Probably not. But I don't necessarily think that means that they're too stupid to get those bands. Because they haven't been exposed to it doesn't mean like, "Oh, they're gonna hate it because they don't get real hardcore or whatever." I think a lot of those kids are pretty open-minded, and a lot of them are saying, "I went and checked out the bands that they're ripping off or whatever, and I don't dig it, but I'll listen anyway." You never know. They might actually end up liking it. For me, at least, it's really liberating to be like, "Well, I don't really give a shit whether they like it or not because that's not really what this project's about." I'm having fun and I'm just gonna do it.

Do you think United Nations could sort of be a gateway, in that sense?
I hope so. Even if there's a few kids that get into all the stuff that inspired me to be in Thursday because of United Nations, then I'll be stoked. All the bands that we played with when we started--like You And I and Saetia, Reversal Of Man-- played my basement and are from my whole culture. [They are] my whole cultural reference.

On that note, do you think it's at all ironic that guys from bands commonly mis-categorized as screamo in the past few years came together to form an actual screamo band?
[Cracks up.] Yeah, that's kind of funny, isn't it?

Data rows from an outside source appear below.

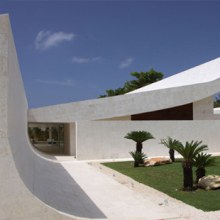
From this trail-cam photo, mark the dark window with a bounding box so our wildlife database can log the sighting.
[131,103,193,120]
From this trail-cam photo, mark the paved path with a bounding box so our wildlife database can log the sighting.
[59,160,220,220]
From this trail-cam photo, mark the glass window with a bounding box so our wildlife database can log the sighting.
[28,123,66,155]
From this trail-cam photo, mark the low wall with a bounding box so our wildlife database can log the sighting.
[76,120,220,160]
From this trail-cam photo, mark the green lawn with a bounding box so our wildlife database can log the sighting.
[102,157,220,211]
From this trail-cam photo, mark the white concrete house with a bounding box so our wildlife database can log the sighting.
[28,44,220,160]
[1,14,220,219]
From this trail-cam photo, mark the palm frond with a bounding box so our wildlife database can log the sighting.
[125,131,154,143]
[160,137,182,149]
[172,140,208,161]
[193,153,215,168]
[129,151,147,165]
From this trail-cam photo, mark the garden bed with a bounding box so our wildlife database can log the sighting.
[102,157,220,211]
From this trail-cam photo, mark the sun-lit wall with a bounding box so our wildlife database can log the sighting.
[0,14,100,219]
[75,120,220,160]
[193,97,216,120]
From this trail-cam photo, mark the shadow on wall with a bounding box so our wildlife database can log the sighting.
[2,13,106,219]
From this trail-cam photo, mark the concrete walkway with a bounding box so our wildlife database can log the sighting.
[60,160,220,220]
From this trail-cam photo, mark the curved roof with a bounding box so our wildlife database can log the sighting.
[129,57,220,94]
[29,57,220,122]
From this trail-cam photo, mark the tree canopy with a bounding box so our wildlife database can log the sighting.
[99,69,164,98]
[214,95,220,108]
[124,130,154,154]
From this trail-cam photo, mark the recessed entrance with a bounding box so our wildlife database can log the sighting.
[28,123,68,155]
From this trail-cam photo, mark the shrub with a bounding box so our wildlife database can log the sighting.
[130,151,147,167]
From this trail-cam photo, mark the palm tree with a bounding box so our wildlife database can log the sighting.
[193,153,215,183]
[160,137,181,162]
[172,140,208,190]
[124,131,154,154]
[130,151,147,167]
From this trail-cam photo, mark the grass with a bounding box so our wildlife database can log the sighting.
[102,157,220,211]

Because that's what Ben [Koller] from Converge kept saying, like, "Dude, I know that we're sort of calling this power-violence or whatever, [but it] really actually is what screamo is about. This is mid-'90s screamo right here, for real." And I was like, "I know. It really is." But if you say that, everybody thinks the Used. You know what I mean? Or whatever people call Thursday or Glassjaw, or whatever. It's not actually what it is. [We] always [say], "No, really, Thursday is post-hardcore. We're not a screamo band. I know screamo bands, and--[Laughs.]--we're not."

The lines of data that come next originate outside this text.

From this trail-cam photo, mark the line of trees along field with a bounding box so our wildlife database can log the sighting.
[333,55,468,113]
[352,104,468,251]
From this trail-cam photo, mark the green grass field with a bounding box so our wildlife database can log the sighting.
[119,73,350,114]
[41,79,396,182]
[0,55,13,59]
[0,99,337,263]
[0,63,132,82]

Have you guys tossed around ideas of any live performances?
Yeah, it's just really hard. When you have [all these] different members, it's like, "Okay, we're all in town enough to actually play a show. That still doesn't give us any time to practice." And I'm not talking getting tight--I mean even knowing the songs together. Because there are songs where I don't play guitar at all in the studio, I'd have to learn the part for live and I don't even know what notes they are.

Earlier today a friend linked me to the new MySpace page, which I saw just launched [on the 21st]. I guess the first song will be posted the 26th?
I think the whole album's gonna be posted then. I think.

Do you think there'll be further recordings?
I don't think so. This was a really intense time, and a cool place for us to do this thing. It depends. If we start touring or something and we have a really good time at it, then maybe. But I don't really see it happening. Everybody else is committed to their other projects. [Coughing.] Sorry, a bit worn out. Drinking last night. [Coughing.] God.